Its portfolio of brands — Pitster Pro, Linhai, Cleveland Cyclewerks, Kipor and Hisun, the company’s main focus — was chosen with an eye on the long-term future, the amount of research and development happening behind the scenes and other factors that offer security to the dealerships that sign up with Visionary.
A growing powerhouse
The analogy of Korean-based Hyundai is easy to make to help convince consumers and dealers that are considering taking on the Visionary brands, which are designed to offer dealerships higher margins than what’s possible from other powersports products on the market.
“Whether it’s socks or TVs, pretty much any industry that China chooses to compete in, they end up dominating,” said Neil Vanderkooi, director of business development and one of the company’s founding owners. “They might have some copies or do things that aren’t respected, but typically they’ll evolve from that and get to the point where they have their own technologies, designs and, like in Hisun’s case, they invest in assembly facilities in the U.S. and start to diversify like any global corporation.”
At present, Vanderkooi compares the company, specifically its Hisun UTV models, to CFMOTO, which entered North America selling purely on price, but has evolved to a point where overall value and features are capturing customers that don’t want, or can’t afford, the best-known nameplates on the market.
With a staff of 25, 190 dealers and goals of reaching 400 Canadian Hisun dealers in the near future, Visionary is growing at an aggressive rate, posting 300 percent revenue growth last year with similar expectations for the current year.
Over the long run, it plans to become a $200 to $300 million operation in five to 10 years — no small hurdle to clear.

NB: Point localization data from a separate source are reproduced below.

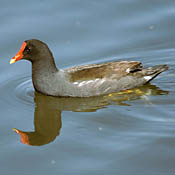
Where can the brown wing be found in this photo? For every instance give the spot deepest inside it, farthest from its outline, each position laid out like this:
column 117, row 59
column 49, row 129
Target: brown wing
column 113, row 70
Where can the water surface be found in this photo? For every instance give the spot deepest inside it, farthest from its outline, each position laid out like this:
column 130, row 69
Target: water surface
column 121, row 133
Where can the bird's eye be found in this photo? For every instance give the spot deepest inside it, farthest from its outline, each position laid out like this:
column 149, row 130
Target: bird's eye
column 27, row 49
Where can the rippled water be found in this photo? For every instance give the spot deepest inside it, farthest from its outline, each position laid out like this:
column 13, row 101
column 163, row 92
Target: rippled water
column 122, row 133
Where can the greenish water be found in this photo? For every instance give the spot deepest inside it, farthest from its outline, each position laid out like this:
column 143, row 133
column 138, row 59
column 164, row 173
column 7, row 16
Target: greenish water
column 127, row 133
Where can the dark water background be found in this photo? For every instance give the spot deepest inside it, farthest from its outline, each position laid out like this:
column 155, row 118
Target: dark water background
column 120, row 134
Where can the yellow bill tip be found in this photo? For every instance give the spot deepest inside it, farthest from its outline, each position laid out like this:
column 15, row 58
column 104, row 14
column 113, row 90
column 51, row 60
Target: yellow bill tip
column 12, row 61
column 15, row 130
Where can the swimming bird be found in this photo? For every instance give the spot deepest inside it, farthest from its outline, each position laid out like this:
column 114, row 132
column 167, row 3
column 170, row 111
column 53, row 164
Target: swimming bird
column 82, row 81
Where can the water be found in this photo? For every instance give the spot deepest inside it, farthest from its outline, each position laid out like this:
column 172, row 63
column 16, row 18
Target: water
column 128, row 133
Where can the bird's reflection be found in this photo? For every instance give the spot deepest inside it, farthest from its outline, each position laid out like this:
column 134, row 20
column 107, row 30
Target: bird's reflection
column 47, row 116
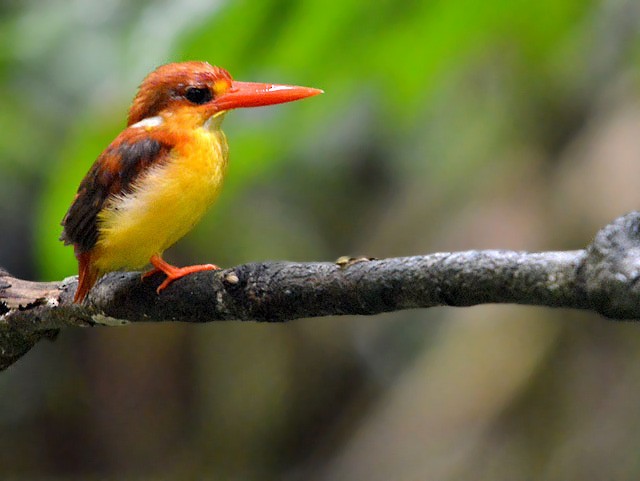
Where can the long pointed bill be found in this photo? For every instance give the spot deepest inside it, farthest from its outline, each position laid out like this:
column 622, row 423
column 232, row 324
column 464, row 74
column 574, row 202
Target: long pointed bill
column 250, row 94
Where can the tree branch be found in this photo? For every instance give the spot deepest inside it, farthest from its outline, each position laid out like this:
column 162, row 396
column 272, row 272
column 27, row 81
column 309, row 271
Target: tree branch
column 602, row 278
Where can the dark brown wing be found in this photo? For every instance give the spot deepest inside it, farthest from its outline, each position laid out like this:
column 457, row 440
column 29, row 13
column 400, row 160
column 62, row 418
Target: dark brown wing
column 113, row 173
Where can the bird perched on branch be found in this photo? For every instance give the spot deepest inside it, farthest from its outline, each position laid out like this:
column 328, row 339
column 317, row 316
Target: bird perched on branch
column 155, row 181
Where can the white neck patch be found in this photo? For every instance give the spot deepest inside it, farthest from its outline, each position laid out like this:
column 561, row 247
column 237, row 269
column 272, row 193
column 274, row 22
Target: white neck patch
column 148, row 123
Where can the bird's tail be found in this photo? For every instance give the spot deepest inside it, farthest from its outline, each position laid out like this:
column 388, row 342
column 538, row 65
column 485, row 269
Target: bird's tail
column 87, row 275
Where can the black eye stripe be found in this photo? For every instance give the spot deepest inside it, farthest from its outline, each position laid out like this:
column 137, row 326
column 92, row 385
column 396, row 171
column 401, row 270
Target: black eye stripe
column 198, row 95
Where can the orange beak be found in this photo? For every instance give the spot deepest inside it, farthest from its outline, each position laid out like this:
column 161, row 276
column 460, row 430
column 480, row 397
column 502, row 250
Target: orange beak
column 250, row 94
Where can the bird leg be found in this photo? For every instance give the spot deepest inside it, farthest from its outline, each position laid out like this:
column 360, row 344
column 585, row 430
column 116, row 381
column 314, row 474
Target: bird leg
column 173, row 272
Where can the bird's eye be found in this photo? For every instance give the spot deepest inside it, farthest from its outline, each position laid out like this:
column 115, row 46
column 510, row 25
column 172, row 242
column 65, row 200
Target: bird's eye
column 198, row 95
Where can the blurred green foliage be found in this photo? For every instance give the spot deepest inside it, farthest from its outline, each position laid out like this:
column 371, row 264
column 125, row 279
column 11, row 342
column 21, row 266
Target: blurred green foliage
column 445, row 125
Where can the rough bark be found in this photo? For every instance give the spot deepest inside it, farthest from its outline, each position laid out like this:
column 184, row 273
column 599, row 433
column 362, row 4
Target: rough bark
column 601, row 278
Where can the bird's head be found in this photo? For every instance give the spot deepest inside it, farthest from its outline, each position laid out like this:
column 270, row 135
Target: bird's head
column 205, row 90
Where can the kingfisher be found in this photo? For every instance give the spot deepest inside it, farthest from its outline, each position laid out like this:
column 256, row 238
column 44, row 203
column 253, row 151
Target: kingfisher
column 156, row 180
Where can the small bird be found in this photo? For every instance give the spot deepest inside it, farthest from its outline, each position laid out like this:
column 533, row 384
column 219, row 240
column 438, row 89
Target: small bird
column 155, row 181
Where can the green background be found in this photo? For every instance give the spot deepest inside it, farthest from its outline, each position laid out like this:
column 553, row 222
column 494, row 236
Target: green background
column 446, row 125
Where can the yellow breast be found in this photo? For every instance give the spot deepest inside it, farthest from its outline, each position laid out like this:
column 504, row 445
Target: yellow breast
column 166, row 202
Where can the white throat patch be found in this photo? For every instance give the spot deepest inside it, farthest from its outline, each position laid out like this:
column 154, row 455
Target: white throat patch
column 148, row 123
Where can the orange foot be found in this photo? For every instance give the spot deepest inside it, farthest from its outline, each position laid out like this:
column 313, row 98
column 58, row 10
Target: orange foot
column 173, row 272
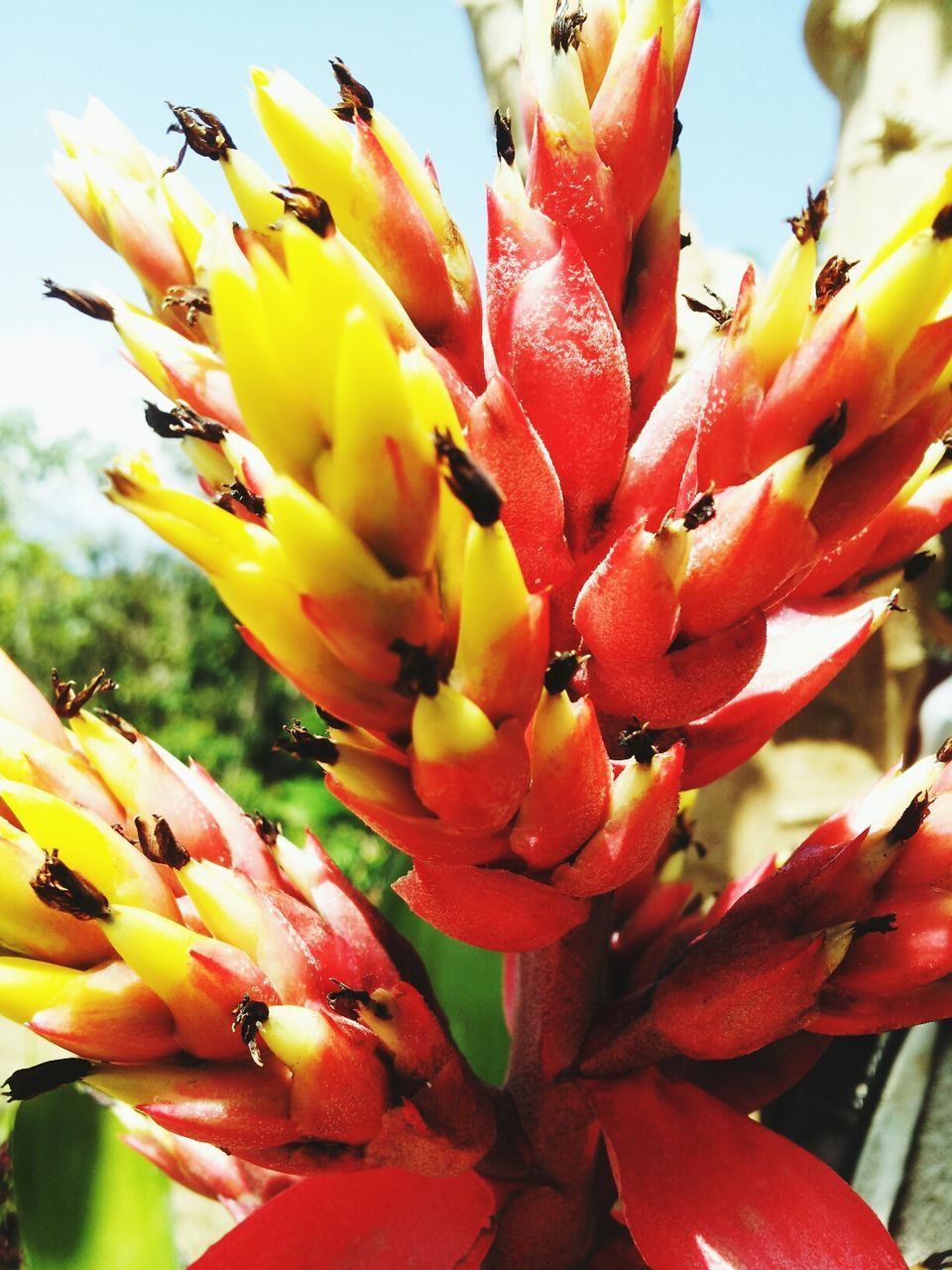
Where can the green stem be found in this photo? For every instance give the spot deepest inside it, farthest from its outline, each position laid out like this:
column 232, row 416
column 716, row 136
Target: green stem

Vanderkooi said the company receives five to 10 dealer inquiries every week, and always has staff on the road seeking out the next dealership. With proven success in rural areas, its ideal targets are small population centers, and existing powersports or RV dealerships that have the ability to service products after they’re sold, a key requirement for prospective dealers.
With dealers that are considering adding one or several Visionary brands, the company prefers to meet in person and allow prospects to take the vehicles for the weekend, get them out on the street or trail and evaluate them first hand.
“Our retail prices are extremely competitive, our dealer margins are better than anyone on the market that competes in this category,” Vanderkooi said. “We have the support, we have everything they need to be successful, so usually the only real barrier they have is they want to make sure the quality is there — and there’s no better way to see that than to take them out and go through the mud, go through the trails and do what they would do with them.”
While its plans are ambitious, and backed up by plenty of historical examples of rising industry players, there are several obstacles standing in the way of its desired success. At the top of the list is the lasting stigma that follows made-in-China products. From the company’s perspective, that reputation has started to shift in the last few years as China’s economy becomes more sophisticated and consumers become used to many familiar products, like Apple’s iPhone, that hail from Chinese factories.
Vanderkooi said his task is a matter of “convincing the public and the dealers that our intention is long-term,” he said. “They’ve seen a lot of the manufacturers from China come and go, they’ve seen a lot of the distributors come and go over the years, so a lot of them are gun-shy.”
All of its products are currently manufactured in China, although Hisun assembles units sold in the United States at an American facility that has a dynamometer and other high-end testing equipment to ensure quality. It is currently considering adding a similar assembly facility in Canada.
More importantly, significant investment in new products and unique designs will be announced by the end of the year, including a 1,000cc V-twin engine, which is a key component as Hisun seeks to meet the performance offered by top-tier brands in large-displacement categories.
“There’s a ton of product in development for all of [the brands], they’re all investing in new manufacturing facilities, new technologies, partnering with the people they need,” Vanderkooi said. “They’re starting to make the connections they need to really take the product and their brands to the next level, and that’s key for us.”